Currituck Beach Lighthouse is open to visitors from mid-March until December every year, with daily hours of operation set at 9 am to 5 pm.

However, for safety reasons, the outside gallery or even the whole lighthouse tower might be closed to climbers during high winds or extreme weather. Whatever the season, visitors are highly recommended to arrive at the lighthouse early.

Lines appear quickly, not solely because it's a historic landmark with an enthralling backstory, but it's also down to the breathtaking views at the top.

Visit the Currituck Beach Lighthouse website for more information.

What Attractions Are Near Currituck Beach Lighthouse?

Currituck Beach Lighthouse forms an excellent itinerary item on an Outer Banks day trip or indeed a longer vacation in North Carolina.

Of course, the lighthouse is the headliner of the day, but its position on the map near a good number of top Corolla attractions makes it all the more appealing to travelers.

The lighthouse sits adjacent to popular sites, including the historic Whalehead Club, the Outer Banks Center for Wildlife Education, and, of course, the Historic Corolla Park. Thankfully for visitors, they'll delight in being able to walk from one attraction to the next with ease, as they're conveniently close to one another.

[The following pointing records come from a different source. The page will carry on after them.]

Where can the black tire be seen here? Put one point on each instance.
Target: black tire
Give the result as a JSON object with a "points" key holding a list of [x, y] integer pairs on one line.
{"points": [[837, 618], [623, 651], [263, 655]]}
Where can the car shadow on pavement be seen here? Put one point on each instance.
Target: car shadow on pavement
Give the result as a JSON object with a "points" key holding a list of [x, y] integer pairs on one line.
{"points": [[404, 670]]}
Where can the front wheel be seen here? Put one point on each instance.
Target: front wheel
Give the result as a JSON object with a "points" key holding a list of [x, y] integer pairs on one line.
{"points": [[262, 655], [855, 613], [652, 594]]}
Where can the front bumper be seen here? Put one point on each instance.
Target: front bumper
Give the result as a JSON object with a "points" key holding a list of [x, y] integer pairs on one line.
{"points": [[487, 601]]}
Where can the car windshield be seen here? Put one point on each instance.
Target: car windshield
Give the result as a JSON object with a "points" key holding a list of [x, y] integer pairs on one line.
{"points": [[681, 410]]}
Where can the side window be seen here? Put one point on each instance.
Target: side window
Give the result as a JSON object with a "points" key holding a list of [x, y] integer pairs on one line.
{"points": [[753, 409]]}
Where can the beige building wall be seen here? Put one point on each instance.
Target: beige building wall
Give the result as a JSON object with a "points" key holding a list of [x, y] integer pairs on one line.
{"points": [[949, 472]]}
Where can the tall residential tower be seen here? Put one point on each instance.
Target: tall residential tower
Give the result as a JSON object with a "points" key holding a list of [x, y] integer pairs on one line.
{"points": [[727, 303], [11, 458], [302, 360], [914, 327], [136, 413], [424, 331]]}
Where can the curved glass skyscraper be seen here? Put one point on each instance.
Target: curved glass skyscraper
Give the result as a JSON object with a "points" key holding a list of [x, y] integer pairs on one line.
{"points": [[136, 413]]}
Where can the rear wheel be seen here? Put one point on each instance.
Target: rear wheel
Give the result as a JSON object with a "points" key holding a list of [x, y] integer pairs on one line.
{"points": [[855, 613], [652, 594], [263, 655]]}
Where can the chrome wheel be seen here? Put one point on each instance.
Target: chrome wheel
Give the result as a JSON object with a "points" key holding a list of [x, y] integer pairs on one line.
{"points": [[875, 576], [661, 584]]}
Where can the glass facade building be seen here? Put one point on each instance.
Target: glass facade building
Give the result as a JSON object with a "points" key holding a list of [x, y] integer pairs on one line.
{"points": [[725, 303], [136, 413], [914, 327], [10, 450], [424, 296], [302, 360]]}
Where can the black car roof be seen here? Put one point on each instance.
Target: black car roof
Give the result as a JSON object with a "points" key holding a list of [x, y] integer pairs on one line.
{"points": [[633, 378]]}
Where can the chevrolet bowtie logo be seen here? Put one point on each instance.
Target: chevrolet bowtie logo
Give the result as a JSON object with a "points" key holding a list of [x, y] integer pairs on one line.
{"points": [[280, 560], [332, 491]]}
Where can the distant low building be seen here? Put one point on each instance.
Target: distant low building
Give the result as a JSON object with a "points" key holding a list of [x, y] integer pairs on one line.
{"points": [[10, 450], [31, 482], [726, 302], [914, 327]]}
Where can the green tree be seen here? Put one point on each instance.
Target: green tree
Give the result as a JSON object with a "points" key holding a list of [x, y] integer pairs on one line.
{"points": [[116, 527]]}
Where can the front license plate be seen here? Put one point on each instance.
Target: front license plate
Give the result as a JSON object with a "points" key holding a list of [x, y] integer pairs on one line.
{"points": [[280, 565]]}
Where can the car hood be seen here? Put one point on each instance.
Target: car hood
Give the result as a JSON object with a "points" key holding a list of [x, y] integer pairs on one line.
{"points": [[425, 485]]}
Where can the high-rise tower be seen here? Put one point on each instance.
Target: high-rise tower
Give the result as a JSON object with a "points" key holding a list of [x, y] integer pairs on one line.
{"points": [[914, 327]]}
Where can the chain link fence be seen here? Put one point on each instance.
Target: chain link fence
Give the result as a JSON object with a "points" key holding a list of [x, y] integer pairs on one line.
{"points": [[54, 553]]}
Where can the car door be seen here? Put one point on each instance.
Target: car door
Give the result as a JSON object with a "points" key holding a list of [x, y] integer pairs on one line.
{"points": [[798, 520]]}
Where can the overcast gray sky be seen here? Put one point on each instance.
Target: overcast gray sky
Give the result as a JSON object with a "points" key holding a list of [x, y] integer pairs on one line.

So, if not for North Carolina's pretty beaches, its world-class snorkeling, its hiking trails, or its globally famed aquariums, at least come for the state's seafaring history and the landmarks it left behind - notably, those taking the staggering shape of towering Outer Banks lighthouses.

Out of them all, the lighthouse at Currituck Beach absolutely deserves a place on that bucket list for its intriguing stories of the past, its beautiful interiors and views from the top, and its out-of-the-ordinary, gorgeously gothic allure.